We were brought down to the security office and detained in a small meeting room. Now I had Gomez right where I wanted him. I explained some of the latest experiments neuroscientists have conducted demonstrating that there’s no Free Will and that life is a horrifying nightmare. Harris' book is full of them. The physiologist Benjamin Libet used EEG to show that activity in the brain’s motor cortex is detectable 300 hundred milliseconds before a subject “feels” he has decided to move. A different lab built on Libet’s research using FMRI. The researchers were able to predict which button a subject would push a full 7 to 10 seconds before the subject claimed to have “chosen” which button he would choose. The case is closed. We aren’t free to make choices. Choices are made for us in a place in our brain that our conscious minds cannot reach. After our brain decides on our next move, our “conscious minds” are informed of what that move is. Even if you then “decide” not to make that move, the decision not to move sprung into your mind in exactly the same way the previous decision to move did. “You” were not the author of either choice. In other words, if your life were a book, "you" are just reading it, you’re not writing it. Gomez was shaking like a drugged up leaf.

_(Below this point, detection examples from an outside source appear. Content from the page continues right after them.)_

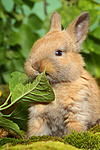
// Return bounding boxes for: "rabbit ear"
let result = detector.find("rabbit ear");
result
[66,12,90,45]
[50,12,61,32]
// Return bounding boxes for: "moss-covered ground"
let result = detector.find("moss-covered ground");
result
[0,125,100,150]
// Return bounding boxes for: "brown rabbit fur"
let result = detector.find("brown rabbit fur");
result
[25,12,100,138]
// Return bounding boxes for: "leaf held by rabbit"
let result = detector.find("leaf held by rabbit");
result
[25,12,100,138]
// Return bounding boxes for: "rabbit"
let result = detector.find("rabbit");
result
[25,12,100,138]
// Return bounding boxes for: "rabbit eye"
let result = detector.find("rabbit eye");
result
[55,50,62,56]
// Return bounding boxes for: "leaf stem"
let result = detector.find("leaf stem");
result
[0,93,12,110]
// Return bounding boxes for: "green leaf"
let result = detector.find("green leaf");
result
[11,72,55,103]
[1,0,14,12]
[28,14,43,30]
[0,112,23,138]
[9,71,28,93]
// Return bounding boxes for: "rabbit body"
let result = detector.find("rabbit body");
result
[25,12,100,138]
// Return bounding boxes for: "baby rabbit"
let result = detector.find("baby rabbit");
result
[25,12,100,138]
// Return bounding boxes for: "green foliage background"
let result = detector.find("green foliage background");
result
[0,0,100,84]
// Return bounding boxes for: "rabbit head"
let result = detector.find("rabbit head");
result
[25,12,90,83]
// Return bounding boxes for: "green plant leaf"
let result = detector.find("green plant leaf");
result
[28,14,43,29]
[0,112,23,138]
[11,72,55,103]
[0,71,55,113]
[9,71,28,93]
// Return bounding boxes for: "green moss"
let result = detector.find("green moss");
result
[64,131,100,150]
[89,125,100,133]
[30,135,63,142]
[2,141,78,150]
[0,125,100,150]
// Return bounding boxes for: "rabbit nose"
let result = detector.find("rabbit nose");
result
[32,61,40,72]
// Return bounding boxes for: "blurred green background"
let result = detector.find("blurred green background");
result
[0,0,100,84]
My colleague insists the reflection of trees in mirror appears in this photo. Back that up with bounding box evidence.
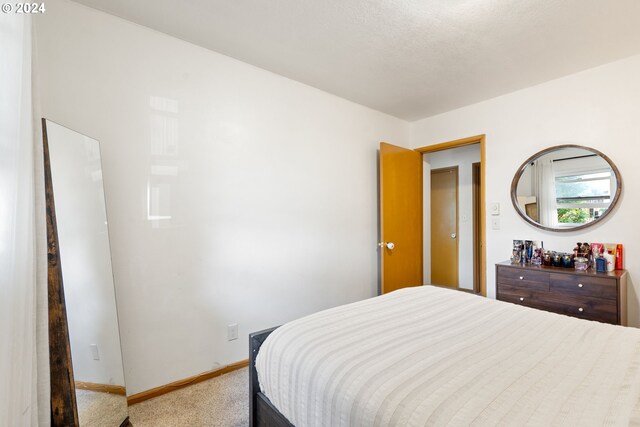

 They kept us in the room for what seemed like a long time. Gomez said he was hopeful that we could get everything straightened out by the start of the third act so that we wouldn’t miss the famous Ride of the Valkyrie scene. A minute later one of the guards came in and told us we were kicked out and couldn’t come back to The Met for a year. The Commander started to protest, but I shot him one of those looks that clearly means if these people search you and find the ‘with intent to distribute’ amount of drugs you’re holding then we’ll really have problems. He nodded in agreement and three guards escorted us out. They were sort of joking with us about being thrown out of the Opera. Not bad guys. They opened a set of heavy double doors to the outside. They said they just had to watch us leave the property. We walked through the plaza. It’s about fifty yards to the street. We could hear Ride of the Valkyrie booming behind us. When we hit the sidewalk I turned and waved to them. I couldn’t resist. “You guys can go fuck yourselves!” I yelled. They were the final three shaking heads of the evening. They slammed the doors and went back inside. Gomez was a little annoyed with me. “Those guys were alright. Why’d you do that?” He asked. I gave him a few seconds to regret the question.
 “Who knows?” I smiled.
“I don’t want to talk about it.” He said.